Following in the footsteps of NBA stars LeBron James and Kevin Durant, tennis ace Naomi Osaka and Kansas City Chiefs quarterback Patrick Mahomes are investing in a new Major League Pickleball team in a deal expected to be announced Thursday, a person with knowledge of the agreement tells Forbes.
The size of their investments and the valuation of the team could not immediately be determined, but the league’s expansion fee in other recent deals has been between $1 million and $3 million, the person tells Forbes.
The new team—whose ownership group is also said to include Australian tennis star Nick Kyrgios, NBA super-agent Rich Paul, billionaire tech founder Soichiro Minami and Matthew Pritzker, a member of the billionaire Pritzker family—will be based in Miami and begin play next year.

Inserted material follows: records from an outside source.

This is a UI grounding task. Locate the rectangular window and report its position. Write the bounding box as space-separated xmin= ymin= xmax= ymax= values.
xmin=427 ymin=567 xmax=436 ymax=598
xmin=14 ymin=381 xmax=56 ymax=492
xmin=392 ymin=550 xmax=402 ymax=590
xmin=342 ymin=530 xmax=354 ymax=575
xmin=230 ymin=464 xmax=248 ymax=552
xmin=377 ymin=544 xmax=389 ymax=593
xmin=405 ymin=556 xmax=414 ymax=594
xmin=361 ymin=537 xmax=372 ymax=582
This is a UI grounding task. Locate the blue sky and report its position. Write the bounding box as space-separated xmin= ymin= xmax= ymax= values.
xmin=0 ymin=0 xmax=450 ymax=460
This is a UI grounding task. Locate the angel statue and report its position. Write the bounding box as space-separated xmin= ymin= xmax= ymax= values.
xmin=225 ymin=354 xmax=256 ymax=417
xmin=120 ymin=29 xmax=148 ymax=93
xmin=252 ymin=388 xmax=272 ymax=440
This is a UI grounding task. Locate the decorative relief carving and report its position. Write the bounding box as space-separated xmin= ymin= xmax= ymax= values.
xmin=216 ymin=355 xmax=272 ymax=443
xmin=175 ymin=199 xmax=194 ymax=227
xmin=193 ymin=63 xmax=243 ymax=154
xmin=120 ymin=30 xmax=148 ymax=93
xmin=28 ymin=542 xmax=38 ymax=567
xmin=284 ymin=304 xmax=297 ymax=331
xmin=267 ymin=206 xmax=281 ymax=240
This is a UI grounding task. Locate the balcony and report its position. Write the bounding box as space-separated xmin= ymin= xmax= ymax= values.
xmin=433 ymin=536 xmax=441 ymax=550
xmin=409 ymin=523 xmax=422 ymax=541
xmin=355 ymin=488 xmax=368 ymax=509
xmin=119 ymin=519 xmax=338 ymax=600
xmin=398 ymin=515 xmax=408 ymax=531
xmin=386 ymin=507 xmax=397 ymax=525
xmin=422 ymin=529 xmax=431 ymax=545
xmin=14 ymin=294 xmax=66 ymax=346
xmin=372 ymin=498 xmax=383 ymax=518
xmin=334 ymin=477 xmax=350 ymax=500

Major League Pickleball, which had eight teams for its inaugural 2021 season and grew to 12 in 2022, is set to add another 12 franchises in 2023 as the sport rapidly spreads.
Celebrity investors have poured into the league over the last several months, seizing on an opportunity to jump into sports ownership at a much more affordable price than the billions it can take in the major pro leagues. Former New Orleans Saints quarterback Drew Brees bought in in July, and NBA players Draymond Green and Kevin Love joined James in his September investment. Tampa Bay Buccaneers quarterback Tom Brady followed in October, the same month as Durant.
Mahomes, who makes an estimated $22 million off the field annually, has already stepped into sports ownership, picking up a stake in MLS’s Sporting Kansas City in July 2021. Osaka, meanwhile, invested in the National Women’s Soccer League’s North Carolina Courage in January 2021, part of an impressive portfolio that includes stakes in NFT juggernaut Autograph, plant-based-chicken brand Daring Foods, recovery-device maker Hyperice and sports virtual-reality company StatusPro. She also launched skin-care line Kinlò in 2021 and production company Hana Kuma in June and left IMG to start her own talent agency, Evolve, with longtime agent Stuart Duguid in May.
Osaka has ranked as the world’s highest-paid female athlete for three straight years, with an estimated $59.2 million in pretax earnings over the 12 months ending in May, which landed her at No. 19 on Forbes’ 2022 list of the world’s highest-paid athletes (regardless of gender). Of that total, $58 million came off the tennis court.
Pickleball, a sport that is often described as a combination of tennis, badminton and Ping-Pong, was invented in 1965 and gained a following among older adults because it requires only short bursts of running. But it has attracted a much larger fan base in recent years, with a Sports & Fitness Industry Association report counting 4.8 million pickleball players in the U.S. in 2021—half of them under 35. The trade group has called it the fastest-growing sport in the country.
Major League Pickleball, founded by hedge-fund titan Steve Kuhn, has been one of three pickleball leagues competing for players, events and dollars, alongside the Professional Pickleball Association and the Association of Pickleball Professionals. The PPA, purchased by Carolina Hurricanes owner Tom Dundon in January, appeared set to take on MLP head-on when it said in November that it was launching the VIBE Pickleball League, shifting from the PPA’s traditional individual focus to the co-ed team format favored by MLP. But just a week later, MLP and the PPA announced that they were merging under the Major League Pickleball name, bringing some clarity to the “wild west” landscape.
MLP has said it will double its number of tournaments next year, to six, with more than $2 million in prize money on offer across the season, although an Axios report Tuesday suggested that figure could rise to $5 million. Axios also reported that the league’s draft would air Thursday on the Tennis Channel, after the finals of its three 2022 tournaments were shown on CBS Sports Network.